Big Arch Burger and the CEO Bite: 5 Takeaways from the McDonald’s CEO’s Big Burger-Eating Mistake

When McDonald’s chief executive filmed a short tasting clip, the now-viral big arch burger moment did not land as intended. In the footage, Chris Kempczinski, Chief Executive Officer, McDonald’s, praises the item and takes an apparently dainty nibble, calling it a “product” and saying “I love this product. ” The clip resurfaced around the sandwich’s release and quickly became the focal point of a multi-brand response that turned a product launch into a public relations spectacle between rivals.
Background: How the big arch burger video ignited a social-media food fight
The video first circulated before the new item was released, then re-emerged when the Big Arch Burger hit menus. In the short reel Kempczinski holds the sandwich and declares, “That’s a big bite for a big arch!” while the visible bite mark was minimal. The clip’s awkward tone prompted immediate online reaction. Competing chains engaged directly: Burger King’s official account quipped, “we couldn’t finish it either, ” a message that received nearly 71, 000 likes, and Wendy’s published posts showing its leadership digging into its own burgers, including a moment in which Pete Suerken, President, Wendy’s, jokes, “Oh, wait! Our machines are always working. ” Other brands, from Jack in the Box to A&W and regional accounts, amplified the joke, turning the tasting into a cross-industry exchange.
Deep analysis: What the bite revealed about marketing, leadership and product signaling
The micro-incident exposes a fault line between corporate communication norms and the demands of influencer-era marketing. A carefully staged executive endorsement that reads as stiff or performative can undermine the warmth and spontaneity social audiences expect. The big arch burger itself carries explicit sensory messaging—comments noted its heavy assembly and, in one account of the sandwich, a 1, 020-calorie composition was highlighted—yet the CEO’s restrained bite created cognitive dissonance for viewers who expect conspicuous enjoyment during food promotion.
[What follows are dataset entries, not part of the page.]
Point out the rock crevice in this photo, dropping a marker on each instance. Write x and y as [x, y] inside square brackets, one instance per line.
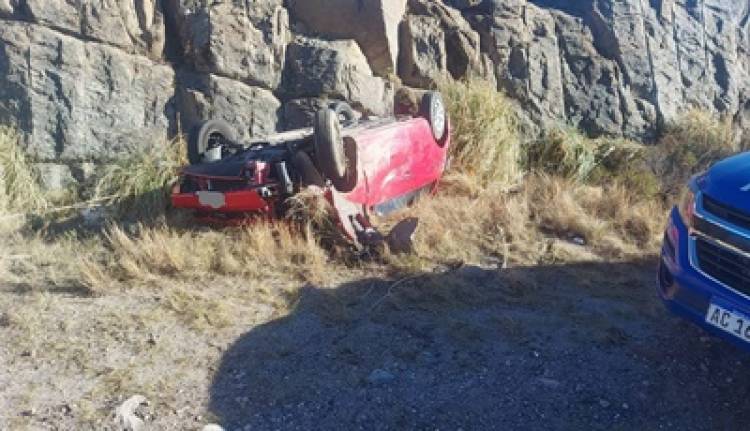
[89, 80]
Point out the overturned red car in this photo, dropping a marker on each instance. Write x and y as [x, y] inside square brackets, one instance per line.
[363, 165]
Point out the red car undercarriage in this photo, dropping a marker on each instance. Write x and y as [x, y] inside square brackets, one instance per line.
[361, 166]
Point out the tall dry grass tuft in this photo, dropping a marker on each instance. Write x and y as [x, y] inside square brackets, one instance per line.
[19, 186]
[486, 136]
[140, 182]
[261, 250]
[690, 145]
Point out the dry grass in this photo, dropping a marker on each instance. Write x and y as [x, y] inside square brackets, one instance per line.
[140, 183]
[19, 186]
[141, 278]
[691, 145]
[258, 251]
[486, 139]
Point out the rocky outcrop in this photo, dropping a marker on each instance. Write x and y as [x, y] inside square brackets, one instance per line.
[88, 80]
[245, 41]
[372, 23]
[80, 101]
[135, 27]
[618, 67]
[337, 69]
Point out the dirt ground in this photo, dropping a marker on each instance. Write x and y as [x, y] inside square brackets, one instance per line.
[555, 346]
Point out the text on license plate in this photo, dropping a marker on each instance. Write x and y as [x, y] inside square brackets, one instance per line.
[734, 323]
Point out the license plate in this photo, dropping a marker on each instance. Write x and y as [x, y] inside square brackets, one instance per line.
[213, 200]
[729, 321]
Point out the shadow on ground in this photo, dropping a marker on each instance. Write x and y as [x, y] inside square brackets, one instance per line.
[580, 346]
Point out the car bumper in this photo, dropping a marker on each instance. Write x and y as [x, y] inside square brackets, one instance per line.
[686, 291]
[240, 201]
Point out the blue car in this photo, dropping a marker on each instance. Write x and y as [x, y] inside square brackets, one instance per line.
[704, 271]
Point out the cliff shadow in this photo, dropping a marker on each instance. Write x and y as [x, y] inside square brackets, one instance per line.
[572, 346]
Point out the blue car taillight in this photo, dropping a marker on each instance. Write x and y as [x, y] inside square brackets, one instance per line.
[669, 246]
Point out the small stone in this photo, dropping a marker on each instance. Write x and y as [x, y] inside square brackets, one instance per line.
[379, 376]
[550, 383]
[128, 416]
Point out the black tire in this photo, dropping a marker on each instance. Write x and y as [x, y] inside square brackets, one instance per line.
[336, 160]
[203, 136]
[433, 109]
[344, 112]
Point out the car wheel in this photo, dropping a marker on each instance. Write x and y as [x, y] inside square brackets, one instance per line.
[337, 159]
[433, 109]
[206, 136]
[344, 112]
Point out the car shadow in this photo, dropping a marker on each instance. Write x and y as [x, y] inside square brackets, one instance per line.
[574, 346]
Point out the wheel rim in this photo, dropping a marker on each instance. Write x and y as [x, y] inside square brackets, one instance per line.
[338, 146]
[438, 117]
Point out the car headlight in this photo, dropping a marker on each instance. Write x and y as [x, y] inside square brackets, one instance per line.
[686, 207]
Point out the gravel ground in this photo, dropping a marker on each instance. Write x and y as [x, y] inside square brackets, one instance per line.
[558, 347]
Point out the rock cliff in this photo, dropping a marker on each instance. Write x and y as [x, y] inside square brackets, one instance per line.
[87, 80]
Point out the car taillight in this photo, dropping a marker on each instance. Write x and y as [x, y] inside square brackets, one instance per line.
[686, 207]
[248, 172]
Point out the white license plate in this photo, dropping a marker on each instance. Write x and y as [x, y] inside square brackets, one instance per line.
[728, 321]
[214, 200]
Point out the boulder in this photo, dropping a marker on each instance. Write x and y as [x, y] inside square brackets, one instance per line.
[299, 113]
[252, 111]
[372, 23]
[136, 27]
[336, 69]
[437, 42]
[241, 40]
[423, 57]
[80, 101]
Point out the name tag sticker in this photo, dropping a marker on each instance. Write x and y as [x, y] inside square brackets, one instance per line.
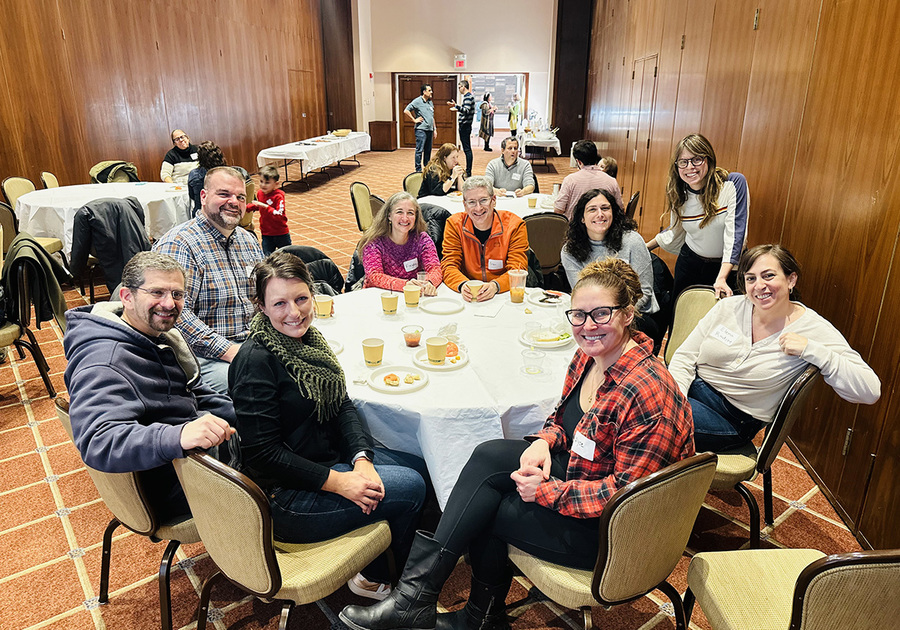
[582, 446]
[724, 335]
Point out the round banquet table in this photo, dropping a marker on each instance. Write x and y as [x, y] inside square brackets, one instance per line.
[51, 211]
[487, 398]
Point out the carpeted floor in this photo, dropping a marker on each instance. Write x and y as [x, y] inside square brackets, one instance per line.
[52, 519]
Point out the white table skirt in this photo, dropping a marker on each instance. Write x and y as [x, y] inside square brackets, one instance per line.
[51, 212]
[516, 205]
[313, 155]
[486, 399]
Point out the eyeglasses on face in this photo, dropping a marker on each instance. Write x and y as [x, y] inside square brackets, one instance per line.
[696, 161]
[600, 315]
[160, 294]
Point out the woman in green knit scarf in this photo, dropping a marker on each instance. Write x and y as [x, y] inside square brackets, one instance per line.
[302, 440]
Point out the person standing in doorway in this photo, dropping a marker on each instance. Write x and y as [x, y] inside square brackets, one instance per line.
[466, 111]
[421, 112]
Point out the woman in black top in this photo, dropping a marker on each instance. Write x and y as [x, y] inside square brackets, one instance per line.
[301, 438]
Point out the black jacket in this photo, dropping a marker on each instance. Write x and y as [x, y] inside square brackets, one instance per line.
[113, 230]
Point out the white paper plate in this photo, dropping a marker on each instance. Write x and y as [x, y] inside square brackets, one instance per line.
[534, 297]
[528, 338]
[421, 359]
[441, 305]
[376, 379]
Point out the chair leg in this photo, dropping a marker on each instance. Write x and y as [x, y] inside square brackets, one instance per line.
[689, 600]
[203, 608]
[678, 607]
[285, 613]
[165, 594]
[754, 514]
[105, 560]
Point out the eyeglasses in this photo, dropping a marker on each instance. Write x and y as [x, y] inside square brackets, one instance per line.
[160, 294]
[696, 161]
[474, 203]
[600, 315]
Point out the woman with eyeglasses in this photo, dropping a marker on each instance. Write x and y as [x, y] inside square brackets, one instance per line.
[443, 173]
[621, 417]
[741, 358]
[707, 212]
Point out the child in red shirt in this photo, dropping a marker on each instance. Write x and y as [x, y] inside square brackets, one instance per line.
[272, 217]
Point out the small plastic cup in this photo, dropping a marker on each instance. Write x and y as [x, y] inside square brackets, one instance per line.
[373, 351]
[389, 302]
[324, 305]
[437, 350]
[412, 334]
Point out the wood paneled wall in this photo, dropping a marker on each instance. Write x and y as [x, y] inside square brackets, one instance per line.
[85, 81]
[805, 104]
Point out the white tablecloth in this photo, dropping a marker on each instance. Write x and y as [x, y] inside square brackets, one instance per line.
[516, 205]
[486, 399]
[51, 212]
[313, 155]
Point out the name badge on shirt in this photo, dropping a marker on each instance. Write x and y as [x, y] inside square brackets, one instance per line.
[582, 446]
[724, 335]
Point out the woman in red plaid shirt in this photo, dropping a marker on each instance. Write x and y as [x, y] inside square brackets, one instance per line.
[621, 417]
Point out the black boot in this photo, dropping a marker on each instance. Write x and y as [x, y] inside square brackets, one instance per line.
[413, 602]
[485, 610]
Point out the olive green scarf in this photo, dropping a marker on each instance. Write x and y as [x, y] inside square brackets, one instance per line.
[310, 362]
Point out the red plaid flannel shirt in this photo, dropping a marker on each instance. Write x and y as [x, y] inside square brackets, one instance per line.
[640, 423]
The rapid chain responses turned what might have been an internal launch clip into a comparativescape where rival brands publicly dramatized authenticity and product pleasure to contrast with the CEO moment.
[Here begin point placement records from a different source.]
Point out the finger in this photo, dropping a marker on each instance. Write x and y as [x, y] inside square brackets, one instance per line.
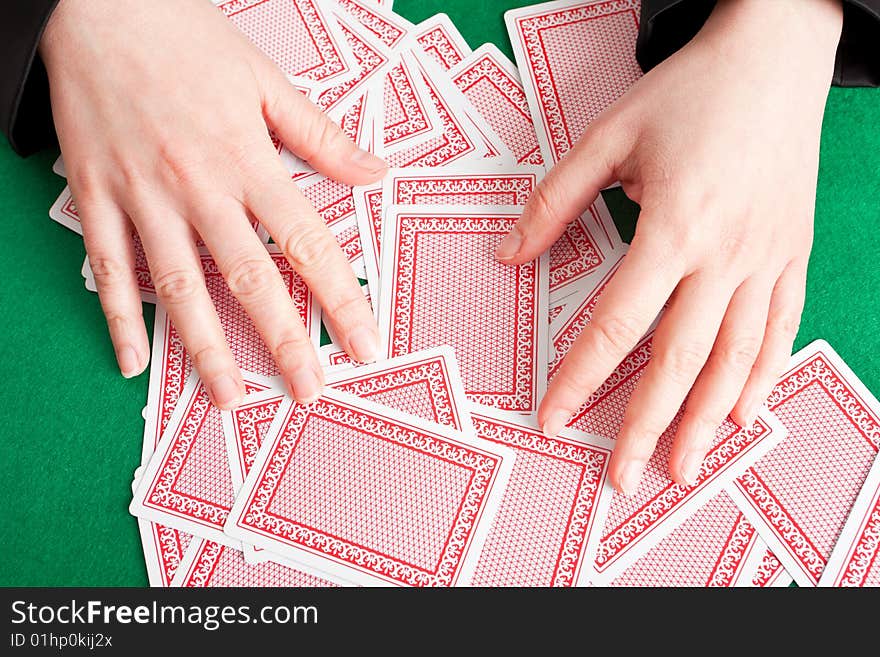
[622, 316]
[786, 305]
[107, 237]
[310, 133]
[681, 345]
[312, 251]
[566, 191]
[180, 285]
[721, 381]
[255, 281]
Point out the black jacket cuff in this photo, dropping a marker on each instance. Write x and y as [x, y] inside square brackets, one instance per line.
[667, 25]
[25, 112]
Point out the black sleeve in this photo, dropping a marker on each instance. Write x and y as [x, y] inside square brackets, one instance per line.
[666, 25]
[25, 114]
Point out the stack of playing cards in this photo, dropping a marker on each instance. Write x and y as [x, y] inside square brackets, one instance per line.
[428, 468]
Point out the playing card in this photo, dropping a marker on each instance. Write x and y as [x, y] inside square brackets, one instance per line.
[491, 82]
[439, 37]
[378, 18]
[371, 55]
[58, 167]
[476, 183]
[170, 364]
[763, 569]
[63, 211]
[332, 355]
[210, 564]
[363, 492]
[186, 483]
[444, 286]
[164, 548]
[408, 111]
[310, 46]
[426, 384]
[800, 494]
[576, 57]
[638, 522]
[464, 133]
[711, 548]
[568, 325]
[854, 562]
[547, 529]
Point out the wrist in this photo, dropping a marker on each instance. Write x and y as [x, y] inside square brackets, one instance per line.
[796, 34]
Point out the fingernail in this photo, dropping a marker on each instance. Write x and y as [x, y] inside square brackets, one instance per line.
[368, 161]
[129, 363]
[630, 477]
[305, 386]
[364, 343]
[510, 245]
[225, 392]
[690, 467]
[554, 423]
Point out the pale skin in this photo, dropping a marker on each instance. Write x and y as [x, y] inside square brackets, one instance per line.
[718, 144]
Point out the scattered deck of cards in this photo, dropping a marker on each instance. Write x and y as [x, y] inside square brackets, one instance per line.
[428, 467]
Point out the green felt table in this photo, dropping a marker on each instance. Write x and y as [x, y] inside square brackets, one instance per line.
[71, 425]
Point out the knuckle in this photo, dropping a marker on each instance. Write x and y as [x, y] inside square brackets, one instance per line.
[785, 325]
[740, 352]
[290, 349]
[322, 136]
[251, 278]
[307, 247]
[177, 286]
[207, 358]
[108, 271]
[681, 363]
[344, 308]
[733, 247]
[616, 335]
[543, 204]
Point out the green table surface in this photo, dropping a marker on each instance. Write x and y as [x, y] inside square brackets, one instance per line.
[71, 425]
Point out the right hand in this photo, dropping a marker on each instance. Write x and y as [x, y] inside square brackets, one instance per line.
[161, 110]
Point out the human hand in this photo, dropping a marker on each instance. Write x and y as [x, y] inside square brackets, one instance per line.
[719, 145]
[161, 110]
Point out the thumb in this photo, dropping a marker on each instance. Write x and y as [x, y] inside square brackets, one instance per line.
[312, 136]
[564, 193]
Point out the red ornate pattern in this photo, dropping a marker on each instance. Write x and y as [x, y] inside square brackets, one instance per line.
[463, 189]
[215, 565]
[499, 97]
[707, 549]
[404, 116]
[380, 24]
[448, 147]
[441, 46]
[313, 491]
[371, 60]
[540, 533]
[193, 480]
[575, 255]
[862, 565]
[422, 388]
[565, 337]
[574, 84]
[305, 48]
[446, 284]
[169, 545]
[768, 571]
[806, 486]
Beyond tone, the episode illustrates brand risk management in real time: a single short-form video became a reputational vector, prompting coordinated and spontaneous responses across platforms and markets. That dynamic transformed a product demonstration into an industry narrative about who genuinely enjoys their own food, and who is willing to stage that enjoyment for public consumption.
Expert perspectives and regional ripple effects
Chris Kempczinski, Chief Executive Officer, McDonald’s, provided the on-camera remarks that started the conversation: he labeled the sandwich a “product” and offered a restrained assessment. Burger King amplified the joke with the now-notable online comment, and Tom Curtis, President, Burger King, was shown in a separate clip eating the Whopper in full, positioning leadership engagement as visceral and unambiguous. Wendy’s U. S. leadership demonstrated a similar tactic, with Pete Suerken, President, Wendy’s, appearing to enjoy a burger on camera and juxtaposing that with a barbed reference to mechanical reliability that played into the larger mockery. Comedian Cat Sullivan recreated the original clip, widening the meme’s reach and underscoring how cultural commentary can accelerate corporate narrative shifts.
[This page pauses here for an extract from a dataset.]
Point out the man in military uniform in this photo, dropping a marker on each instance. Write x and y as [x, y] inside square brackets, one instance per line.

Regionally, the exchange prompted different brand strategies: some accounts leaned into humor, others into polished rebuttals, and a few used the moment to highlight product differentials. The mix of corporate and cultural actors shows how a single event can reverberate through multiple markets, altering local conversations about taste, authenticity, and leadership persona.
Conclusion: Where does the big arch burger episode leave brand leadership?
The episode leaves three practical lessons visible: executive appearances are now performative acts subject to cultural scrutiny; cross-brand interplay can rapidly reframe a product story; and short-form content can amplify even the smallest gestures into major reputational events. Will companies change how leaders participate in consumer-facing promotions, or will the next viral moment simply reset expectations for what counts as authentic enjoyment on camera? The big arch burger moment suggests the conversation is only beginning.